ようやく落ち着きを取り戻したセグラドルを祝うためのもの。そして、支援してくれた同盟国へ感謝するもの。
そのため、様々な国の使者や位が高い者たちを招待していた。
そんな、中でーー
「陛下、あれをご覧ください」
「……ふむ」
我が番と会話している使者の者を、遠目に見る。
城へ来てから礼儀作法を習っている分、ロカの振る舞いはとても丁寧だ。
普段の元気良さを隠し、今日は淑やかに笑っている。
(私はいつものロカの方が好きだがな)
まぁ、上手く仮面を被っている様子に違った一面を見れたと喜ぶべきか。
隣で補助しているリシェは、相変わらず奥ゆかしく微笑んでいる。
開始してすぐ主要なところへ挨拶を済ませ、ロカと別れた。
本当は我々が着いていたかったが、他に挨拶ややるべき話等があるため別行動だ。
主要なところ以外の者に、愛しい番を紹介することもないだろう。
それに他国からもΩが来ている分、私がいない方がΩ同士の会話にも花が咲くと思ったが……

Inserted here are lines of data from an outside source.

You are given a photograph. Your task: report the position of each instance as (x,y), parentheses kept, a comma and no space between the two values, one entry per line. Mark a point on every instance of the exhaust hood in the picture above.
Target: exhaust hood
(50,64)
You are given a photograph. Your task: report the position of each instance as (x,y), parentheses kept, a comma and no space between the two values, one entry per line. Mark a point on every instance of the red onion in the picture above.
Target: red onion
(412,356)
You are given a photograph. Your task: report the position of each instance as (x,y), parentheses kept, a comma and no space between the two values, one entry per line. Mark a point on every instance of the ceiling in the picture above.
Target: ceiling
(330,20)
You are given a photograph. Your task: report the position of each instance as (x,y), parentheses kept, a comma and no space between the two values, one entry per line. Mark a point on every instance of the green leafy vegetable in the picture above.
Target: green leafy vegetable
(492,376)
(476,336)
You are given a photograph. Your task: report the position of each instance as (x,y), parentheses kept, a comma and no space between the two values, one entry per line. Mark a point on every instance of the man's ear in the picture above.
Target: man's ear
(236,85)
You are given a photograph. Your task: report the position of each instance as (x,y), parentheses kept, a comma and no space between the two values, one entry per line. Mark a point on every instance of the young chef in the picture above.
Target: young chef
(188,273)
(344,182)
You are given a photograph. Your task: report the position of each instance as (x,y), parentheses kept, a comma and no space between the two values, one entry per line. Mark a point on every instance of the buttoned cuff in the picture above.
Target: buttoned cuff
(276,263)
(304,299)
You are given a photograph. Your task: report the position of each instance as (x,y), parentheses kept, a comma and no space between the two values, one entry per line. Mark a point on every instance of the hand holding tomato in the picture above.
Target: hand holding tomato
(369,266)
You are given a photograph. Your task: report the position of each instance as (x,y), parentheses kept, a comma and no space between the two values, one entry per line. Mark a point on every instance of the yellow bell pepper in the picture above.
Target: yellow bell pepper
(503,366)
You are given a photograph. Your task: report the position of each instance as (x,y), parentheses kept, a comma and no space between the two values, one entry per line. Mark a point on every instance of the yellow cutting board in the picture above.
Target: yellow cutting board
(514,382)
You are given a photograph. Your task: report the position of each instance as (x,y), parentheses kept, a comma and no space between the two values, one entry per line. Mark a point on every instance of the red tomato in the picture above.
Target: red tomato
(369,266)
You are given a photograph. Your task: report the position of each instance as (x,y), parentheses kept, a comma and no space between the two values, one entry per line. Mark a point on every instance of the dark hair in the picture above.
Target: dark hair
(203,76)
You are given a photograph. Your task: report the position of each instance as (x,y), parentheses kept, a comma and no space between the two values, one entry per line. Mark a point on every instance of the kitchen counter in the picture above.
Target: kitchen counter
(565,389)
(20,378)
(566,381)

「どちらかと言うと、βやαと会話していることが多いですね」
「はぁぁ…まったく、お前の目の良さには常々感服する」
「ご安心ください。陛下への注意も怠っておりません」
「当たり前だ」
隣のアーヴィングは、昔から食えない男だ。
その細い目でどこまで見えているのか……いや、何を観察しているのか……
私と変わらぬ年齢で、若い頃から城に仕えている分前々から一目置いていた。
今となっては夜な夜な酒を酌み交わす仲だが。
(こいつだけは敵に回したくないな)
この男がセグラドルに、私の代にいて良かったとつくづく思う。
ロカとリシェにも警備は着けているが、宴の場だ。場の空気を壊しかねないと遠くから見張るよう指示している。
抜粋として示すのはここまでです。